I am a sucker for a simple story on film, if it is well-written, well-acted and has an appropriate soundtrack. I believe Christian Bale is the best actor of our time. In Out of The Furnace he is given a starkly peopled plot in which to prove it. This movie is about the ‘America you don’t see’, as a friend who leant it to me commented. I expect the movie to be overlooked, in part because of what is essentially the gratuitous inclusion of bare-knuckle MMA in the story line, surely done to infuse some interest in this film about a slice of America that almost no one cares about.

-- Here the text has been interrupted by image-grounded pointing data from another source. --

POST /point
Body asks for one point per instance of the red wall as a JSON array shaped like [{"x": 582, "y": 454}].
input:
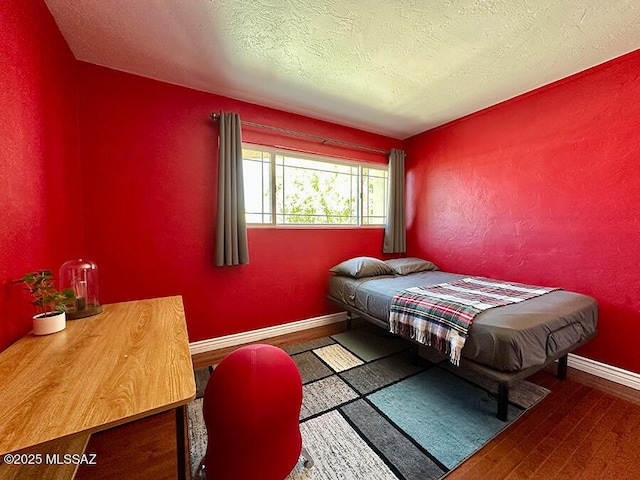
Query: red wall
[
  {"x": 40, "y": 222},
  {"x": 544, "y": 189},
  {"x": 149, "y": 155}
]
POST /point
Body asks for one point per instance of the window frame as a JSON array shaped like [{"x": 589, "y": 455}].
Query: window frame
[{"x": 274, "y": 151}]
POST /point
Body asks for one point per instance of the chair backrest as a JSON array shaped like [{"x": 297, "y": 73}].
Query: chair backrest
[{"x": 252, "y": 409}]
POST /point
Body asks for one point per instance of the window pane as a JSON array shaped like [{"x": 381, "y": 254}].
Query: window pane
[
  {"x": 374, "y": 188},
  {"x": 315, "y": 192},
  {"x": 311, "y": 191},
  {"x": 256, "y": 167}
]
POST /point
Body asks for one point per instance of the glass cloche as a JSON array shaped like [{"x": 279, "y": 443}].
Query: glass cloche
[{"x": 82, "y": 277}]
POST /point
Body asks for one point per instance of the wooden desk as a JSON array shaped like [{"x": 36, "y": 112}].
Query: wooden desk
[{"x": 128, "y": 362}]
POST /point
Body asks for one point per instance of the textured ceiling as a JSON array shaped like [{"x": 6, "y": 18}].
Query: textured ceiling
[{"x": 395, "y": 67}]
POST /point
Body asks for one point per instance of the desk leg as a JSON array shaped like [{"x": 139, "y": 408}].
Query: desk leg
[{"x": 180, "y": 442}]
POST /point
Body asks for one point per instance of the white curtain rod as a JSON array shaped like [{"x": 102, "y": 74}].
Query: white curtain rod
[{"x": 216, "y": 116}]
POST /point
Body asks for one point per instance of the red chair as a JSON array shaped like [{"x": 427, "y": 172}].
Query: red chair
[{"x": 251, "y": 409}]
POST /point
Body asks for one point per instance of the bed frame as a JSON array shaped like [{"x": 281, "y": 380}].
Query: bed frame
[{"x": 503, "y": 379}]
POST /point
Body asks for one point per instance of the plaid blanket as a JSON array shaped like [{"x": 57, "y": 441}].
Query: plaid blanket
[{"x": 441, "y": 315}]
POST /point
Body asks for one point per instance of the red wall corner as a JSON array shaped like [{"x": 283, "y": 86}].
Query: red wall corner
[
  {"x": 542, "y": 189},
  {"x": 41, "y": 215}
]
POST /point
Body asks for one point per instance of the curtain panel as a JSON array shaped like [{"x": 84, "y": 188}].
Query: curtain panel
[
  {"x": 231, "y": 228},
  {"x": 394, "y": 232}
]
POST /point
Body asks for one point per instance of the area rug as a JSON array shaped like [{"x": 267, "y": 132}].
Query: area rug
[{"x": 372, "y": 409}]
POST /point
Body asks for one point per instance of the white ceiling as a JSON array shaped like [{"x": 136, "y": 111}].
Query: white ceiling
[{"x": 395, "y": 67}]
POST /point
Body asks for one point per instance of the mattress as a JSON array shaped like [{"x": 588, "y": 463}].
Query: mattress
[{"x": 508, "y": 338}]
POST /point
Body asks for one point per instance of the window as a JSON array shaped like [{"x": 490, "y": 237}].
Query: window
[{"x": 288, "y": 188}]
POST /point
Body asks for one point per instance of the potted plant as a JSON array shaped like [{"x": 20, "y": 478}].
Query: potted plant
[{"x": 51, "y": 303}]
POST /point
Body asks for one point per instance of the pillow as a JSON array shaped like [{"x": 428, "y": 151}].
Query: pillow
[
  {"x": 359, "y": 267},
  {"x": 404, "y": 266}
]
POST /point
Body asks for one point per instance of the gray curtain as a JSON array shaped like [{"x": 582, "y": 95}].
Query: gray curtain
[
  {"x": 231, "y": 228},
  {"x": 395, "y": 240}
]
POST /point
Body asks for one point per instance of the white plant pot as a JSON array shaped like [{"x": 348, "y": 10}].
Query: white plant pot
[{"x": 43, "y": 325}]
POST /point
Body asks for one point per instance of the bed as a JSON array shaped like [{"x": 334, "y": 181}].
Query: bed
[{"x": 505, "y": 343}]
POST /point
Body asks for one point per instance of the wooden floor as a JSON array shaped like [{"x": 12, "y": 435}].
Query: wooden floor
[{"x": 586, "y": 428}]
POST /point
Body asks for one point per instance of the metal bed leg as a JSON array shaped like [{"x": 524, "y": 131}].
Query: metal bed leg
[
  {"x": 562, "y": 367},
  {"x": 180, "y": 442},
  {"x": 308, "y": 461},
  {"x": 503, "y": 401}
]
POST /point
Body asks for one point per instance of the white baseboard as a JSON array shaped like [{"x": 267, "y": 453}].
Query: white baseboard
[
  {"x": 602, "y": 370},
  {"x": 262, "y": 333}
]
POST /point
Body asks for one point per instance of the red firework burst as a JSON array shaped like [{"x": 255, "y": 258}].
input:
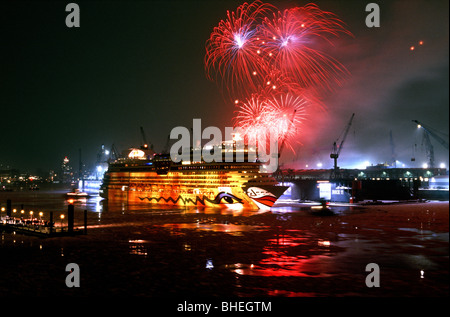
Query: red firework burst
[
  {"x": 232, "y": 51},
  {"x": 280, "y": 116},
  {"x": 289, "y": 40}
]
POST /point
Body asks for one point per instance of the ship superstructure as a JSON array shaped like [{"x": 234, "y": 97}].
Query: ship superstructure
[{"x": 154, "y": 178}]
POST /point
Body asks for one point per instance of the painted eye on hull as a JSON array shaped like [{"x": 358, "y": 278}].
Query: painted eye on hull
[{"x": 226, "y": 198}]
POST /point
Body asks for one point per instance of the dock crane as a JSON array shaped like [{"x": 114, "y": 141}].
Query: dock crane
[
  {"x": 429, "y": 147},
  {"x": 146, "y": 145},
  {"x": 337, "y": 150}
]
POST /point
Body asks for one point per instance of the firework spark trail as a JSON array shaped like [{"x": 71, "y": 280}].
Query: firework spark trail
[
  {"x": 272, "y": 57},
  {"x": 281, "y": 115},
  {"x": 289, "y": 39},
  {"x": 232, "y": 55}
]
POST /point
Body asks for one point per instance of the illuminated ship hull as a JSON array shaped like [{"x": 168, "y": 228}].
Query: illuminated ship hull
[{"x": 223, "y": 185}]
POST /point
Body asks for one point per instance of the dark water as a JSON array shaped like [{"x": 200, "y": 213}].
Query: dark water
[{"x": 293, "y": 250}]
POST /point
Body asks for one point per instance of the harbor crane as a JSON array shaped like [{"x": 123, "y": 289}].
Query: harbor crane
[
  {"x": 146, "y": 145},
  {"x": 429, "y": 147},
  {"x": 337, "y": 150}
]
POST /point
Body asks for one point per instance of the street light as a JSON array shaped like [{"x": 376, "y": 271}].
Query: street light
[{"x": 62, "y": 218}]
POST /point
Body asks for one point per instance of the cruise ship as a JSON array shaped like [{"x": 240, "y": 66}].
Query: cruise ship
[{"x": 147, "y": 177}]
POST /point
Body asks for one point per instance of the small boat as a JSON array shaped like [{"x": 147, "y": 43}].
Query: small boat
[{"x": 76, "y": 193}]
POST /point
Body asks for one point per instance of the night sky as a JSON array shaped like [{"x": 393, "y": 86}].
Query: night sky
[{"x": 140, "y": 63}]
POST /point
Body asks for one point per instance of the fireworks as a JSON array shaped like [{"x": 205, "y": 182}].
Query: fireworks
[{"x": 273, "y": 57}]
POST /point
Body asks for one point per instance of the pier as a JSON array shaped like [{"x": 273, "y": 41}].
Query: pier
[{"x": 39, "y": 227}]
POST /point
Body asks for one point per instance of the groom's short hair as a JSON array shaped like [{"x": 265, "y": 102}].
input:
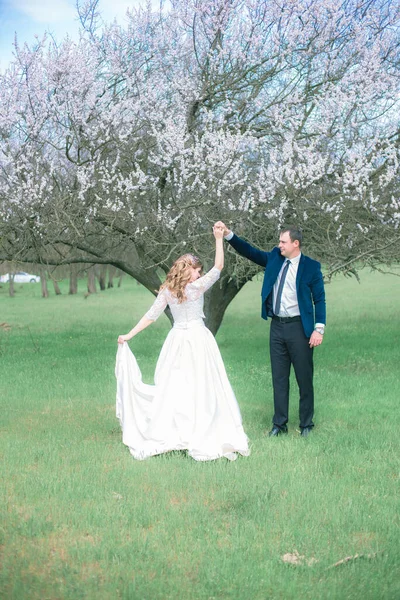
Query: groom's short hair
[{"x": 294, "y": 232}]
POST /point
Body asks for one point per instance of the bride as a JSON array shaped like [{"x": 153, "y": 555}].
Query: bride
[{"x": 192, "y": 405}]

Out of The Furnace is set in the extreme eastern foothills of Appalachia, on the Pennsylvania New Jersey border. It is a story of brotherhood. Russell Baze [Bale], a convicted drunk driver finishing a term for vehicular manslaughter, attempts to mentor his brother Rodney [Casey Affleck]. The story thread involving the prize-fighting is pure recycled 1950s Hollywood bullshit. The fights themselves are not badly done. If not for the inclusion of the prize-fighting I’d rank this movie up there with The Deer Hunter or Deliverance.
Throughout the movie there is a sense of doom that pervades these brother’s attempts to make something of their dismal lives. It is clear though, that they live in a dead-end world, and that Rodney, an emotionally scarred Iraqi war veteran, will not find the light. This fatalistic story is shadowed darkly by a soundtrack that really worked on me despite my lack of musical appreciation.
Forest Whitaker, Sam Shepard, Willem Defoe, and Zoe Saldano provide an excellent supporting cast. However, the movie’s dark atmosphere was clinched by Woody Harrelson’s intensely believable performance as an irredeemable leader of a white-trash drug gang. There was a scene when father and son go searching for the missing younger son in a pickup, across the rolling green hills to a lonely frame house, where nothing good awaits. I have lived that scene, outside of a small Appalachian town, in search of a man who, when we found him, had only an untrimmed leg of deer in the freezer and a shaker of salt on the table, to feed his barefoot wife and children.
Scott Cooper nailed that scene, as he did many others, and Christian Bale plied his craft with the virtuosity he always does.